I truly adore this cat. Her love for me is about the sweetest thing I have ever seen from any pet I have ever had. I realize that this is life for a feral cat and I do the best I can for her and I"ve said, if she ever gets hurt or sick I will bring her in to the vet for care, that I will not let her be sick and not help her. 

She is breaking my heart tonight. It's been a half an hour since the fighting, and it's quiet. I hope she has found a safe place to hide out. My poor girl


----------



## NebraskaCat (Jan 15, 2013)

I dunno Lee Ann, sounds a little to me like your heart's telling you to adopt her - especially the part where you say _"I truly adore this cat. Her love for me is about the sweetest thing I have ever seen from any pet I have ever had."_ (That's just how I read what you wrote, I may be way off base.)

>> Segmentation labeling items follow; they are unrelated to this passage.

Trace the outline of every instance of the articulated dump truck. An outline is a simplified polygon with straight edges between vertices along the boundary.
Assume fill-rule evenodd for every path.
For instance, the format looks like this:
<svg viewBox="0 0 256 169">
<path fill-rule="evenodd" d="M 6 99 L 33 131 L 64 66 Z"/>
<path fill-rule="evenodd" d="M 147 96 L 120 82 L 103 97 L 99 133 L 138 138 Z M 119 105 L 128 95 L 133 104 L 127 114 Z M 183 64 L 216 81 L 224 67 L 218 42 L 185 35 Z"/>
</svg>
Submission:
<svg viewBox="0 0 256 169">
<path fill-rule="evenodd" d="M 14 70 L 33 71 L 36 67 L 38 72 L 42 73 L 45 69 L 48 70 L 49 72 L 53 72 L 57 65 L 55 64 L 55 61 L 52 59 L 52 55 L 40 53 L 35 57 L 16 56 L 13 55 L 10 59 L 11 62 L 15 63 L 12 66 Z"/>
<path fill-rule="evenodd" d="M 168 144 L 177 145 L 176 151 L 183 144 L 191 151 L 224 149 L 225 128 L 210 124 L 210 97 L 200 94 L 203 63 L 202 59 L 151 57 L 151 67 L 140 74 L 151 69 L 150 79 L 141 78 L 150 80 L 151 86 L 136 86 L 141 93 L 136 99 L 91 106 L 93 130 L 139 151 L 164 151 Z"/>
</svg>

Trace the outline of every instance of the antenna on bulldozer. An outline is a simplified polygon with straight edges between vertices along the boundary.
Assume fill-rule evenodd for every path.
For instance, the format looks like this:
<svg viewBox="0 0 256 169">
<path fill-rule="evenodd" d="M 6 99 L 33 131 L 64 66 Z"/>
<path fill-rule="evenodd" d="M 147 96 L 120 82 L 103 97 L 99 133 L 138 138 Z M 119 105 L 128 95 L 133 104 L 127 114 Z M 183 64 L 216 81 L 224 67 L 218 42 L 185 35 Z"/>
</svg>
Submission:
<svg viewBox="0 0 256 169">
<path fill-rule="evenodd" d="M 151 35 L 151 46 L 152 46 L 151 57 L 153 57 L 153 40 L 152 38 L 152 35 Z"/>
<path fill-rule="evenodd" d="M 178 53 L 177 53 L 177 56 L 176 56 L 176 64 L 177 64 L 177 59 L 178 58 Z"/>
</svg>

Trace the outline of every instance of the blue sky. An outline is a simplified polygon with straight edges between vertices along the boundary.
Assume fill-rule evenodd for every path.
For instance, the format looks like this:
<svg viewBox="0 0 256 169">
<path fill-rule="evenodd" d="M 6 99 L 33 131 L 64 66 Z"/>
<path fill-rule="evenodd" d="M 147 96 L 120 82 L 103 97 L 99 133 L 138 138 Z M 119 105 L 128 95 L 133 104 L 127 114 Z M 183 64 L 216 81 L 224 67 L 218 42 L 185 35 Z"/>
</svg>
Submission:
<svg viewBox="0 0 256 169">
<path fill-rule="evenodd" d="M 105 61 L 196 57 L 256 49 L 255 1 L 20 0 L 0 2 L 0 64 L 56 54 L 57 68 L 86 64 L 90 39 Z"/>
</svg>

You also say you know she can't be an indoor cat. That's most often true with ferals. But the way you described her running to you to hide behind you makes me think maybe this cat wants to have a person.


----------



## MowMow (Nov 6, 2010)

You could build her a little cat house outside. Maybe buy her one of those kiddy play houses. Put a cat door on it with the magnetic release so only her collar will open it.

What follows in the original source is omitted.